I remember that, decades ago, the IPC sponsored a trade mission to China. Led by Ray Pritchard, it included meetings with the local trade association, several factory visits, a trade show, and an optional added tour. It was attended by a number of fabrication executives of the smaller and medium sized "shops". They apparently learned little, took no notable positive defensive or aggressive strategic actions upon their return. As a result, most of the attending companies (Printed Circuit Corporation, Beaver Brook Circuits, Circuitwise, Velie Circuits, - and others) no longer exist. The lessons to be learned were not!
The industry has changed since those "pioneering" days. The center of gravity has shifted. Consolidation within the entire supply chain has driven margins down severely. It is more difficult to introduce new products. It is even more difficult to gain traction once a product has been "proven". Yet opportunities abound in wearable electronics, automotive electronics, power generation, as well as storage and distribution. It will take a new outlook, strategy, and reset of goals to partake in the potential successes. It will take an open mind and innovative business approaches to thrive in the new world of manufacturing electronic devices. The IPC Ambassadors Council has proposed a number of actions that could increase the successes of its members. STAY TUNED!
Dr. Jin Zhang, President of PhiChem Corporation* announced that PhiChem has been accepted as a member of Underwriters Laboratories (UL®) Standards Technical Panel (STP) for Printed Wiring Boards STP796, which covers standards UL746E and UL796. UL746E is the UL Standard for Polymeric Materials – Industrial Laminates, Filament Wound Tubing, Vulcanized Fiber, and Materials Used in Printed-Wiring Board, while UL796 is the Standard for Printed-Wiring Boards. An STP is made up of qualified member companies that have a common interest or stake in maintaining particular standards. These companies are entrusted to manage changes in these standards under the chairmanship of the UL.
*Gene Weiner is Chairman of PhiChem's Advisory Board.

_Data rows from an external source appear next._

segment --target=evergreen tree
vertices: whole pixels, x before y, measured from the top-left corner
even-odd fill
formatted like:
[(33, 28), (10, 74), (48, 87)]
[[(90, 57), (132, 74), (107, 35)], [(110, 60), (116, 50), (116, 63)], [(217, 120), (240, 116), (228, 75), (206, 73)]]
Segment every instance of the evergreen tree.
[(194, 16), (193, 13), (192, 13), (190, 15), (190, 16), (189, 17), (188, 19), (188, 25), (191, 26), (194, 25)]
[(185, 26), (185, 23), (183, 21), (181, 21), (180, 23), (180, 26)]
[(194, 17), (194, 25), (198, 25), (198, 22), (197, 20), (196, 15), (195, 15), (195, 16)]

Advanced Semiconductor Engineering announced the official inauguration of ASE Embedded Electronics Incorporated, a new joint venture (JV) with TDK Corporation. The new JV will manufacture IC embedded substrates using TDK’s SESUB® (Semiconductor Embedded in SUBstrate) technology. The venture’s new facility will be located in the Nantze Export Processing Zone, Kaohsiung City, Taiwan. ASE’s System-in-Package (SiP) solutions plans to use the SESUB technology in a wide number of applications including PMIC, sensors, and RF tuners.